Regression analysis of longitudinal binary data with time-dependent environmental covariates: bias and efficiency

Jonathan S. Schildcrout*

Department of Biostatistics, Vanderbilt University, S-2323 Medical Center North, Nashville, TN 37232-2158, USA jonathan.schildcrout{at}vanderbilt.edu

Patrick J. Heagerty

Department of Biostatistics, University of Washington, F-600 Health Sciences Building, Campus Mail Stop 357232, Seattle, WA 98195-7232, USA

* To whom correspondence should be addressed.

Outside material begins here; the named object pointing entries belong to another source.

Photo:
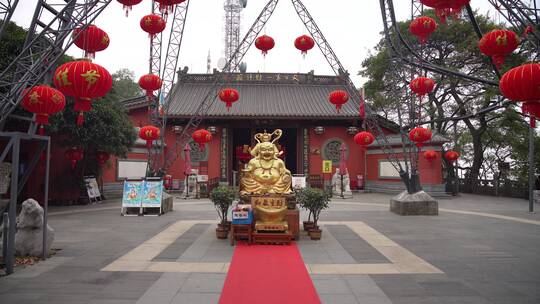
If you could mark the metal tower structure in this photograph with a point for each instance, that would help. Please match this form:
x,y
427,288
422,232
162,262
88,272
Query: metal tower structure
x,y
48,38
7,7
159,105
233,9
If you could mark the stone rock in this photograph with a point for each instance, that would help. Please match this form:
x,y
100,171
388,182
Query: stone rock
x,y
419,203
29,236
31,215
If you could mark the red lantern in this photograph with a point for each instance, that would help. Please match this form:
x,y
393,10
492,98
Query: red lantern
x,y
422,86
153,24
533,110
74,155
102,157
420,135
304,43
229,96
149,133
128,4
451,156
84,81
498,44
91,40
446,8
521,83
364,138
167,6
43,101
201,137
264,43
150,83
430,155
338,98
422,27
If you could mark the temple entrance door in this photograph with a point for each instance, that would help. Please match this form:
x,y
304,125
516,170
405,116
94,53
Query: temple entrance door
x,y
289,142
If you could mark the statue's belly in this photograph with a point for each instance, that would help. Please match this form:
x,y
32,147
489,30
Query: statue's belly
x,y
267,177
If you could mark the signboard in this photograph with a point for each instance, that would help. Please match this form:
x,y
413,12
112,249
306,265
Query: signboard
x,y
387,170
152,192
298,182
131,169
132,195
269,202
327,166
92,187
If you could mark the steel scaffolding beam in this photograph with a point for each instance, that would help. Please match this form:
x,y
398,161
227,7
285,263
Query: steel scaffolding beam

Generalized estimating equations (Liang and Zeger, 1986) is a widely used, moment-based procedure to estimate marginal regression parameters. However, a subtle and often overlooked point is that valid inference requires the mean for the response at time t to be expressed properly as a function of the complete past, present, and future values of any time-varying covariate. For example, with environmental exposures it may be necessary to express the response as a function of multiple lagged values of the covariate series. Despite the fact that multiple lagged covariates may be predictive of outcomes, researchers often focus interest on parameters in a ‘cross-sectional’ model, where the response is expressed as a function of a single lag in the covariate series. Cross-sectional models yield parameters with simple interpretations and avoid issues of collinearity associated with multiple lagged values of a covariate. Pepe and Anderson (1994), showed that parameter estimates for time-varying covariates may be biased unless the mean, given all past, present, and future covariate values, is equal to the cross-sectional mean or unless independence estimating equations are used. Although working independence avoids potential bias, many authors have shown that a poor choice for the response correlation model can lead to highly inefficient parameter estimates. The purpose of this paper is to study the bias–efficiency trade-off associated with working correlation choices for application with binary response data. We investigate data characteristics or design features (e.g. cluster size, overall response association, functional form of the response association, covariate distribution, and others) that influence the small and large sample characteristics of parameter estimates obtained from several different weighting schemes or equivalently ‘working’ covariance models. We find that the impact of covariance model choice depends highly on the specific structure of the data features, and that key aspects should be examined before choosing a weighting scheme.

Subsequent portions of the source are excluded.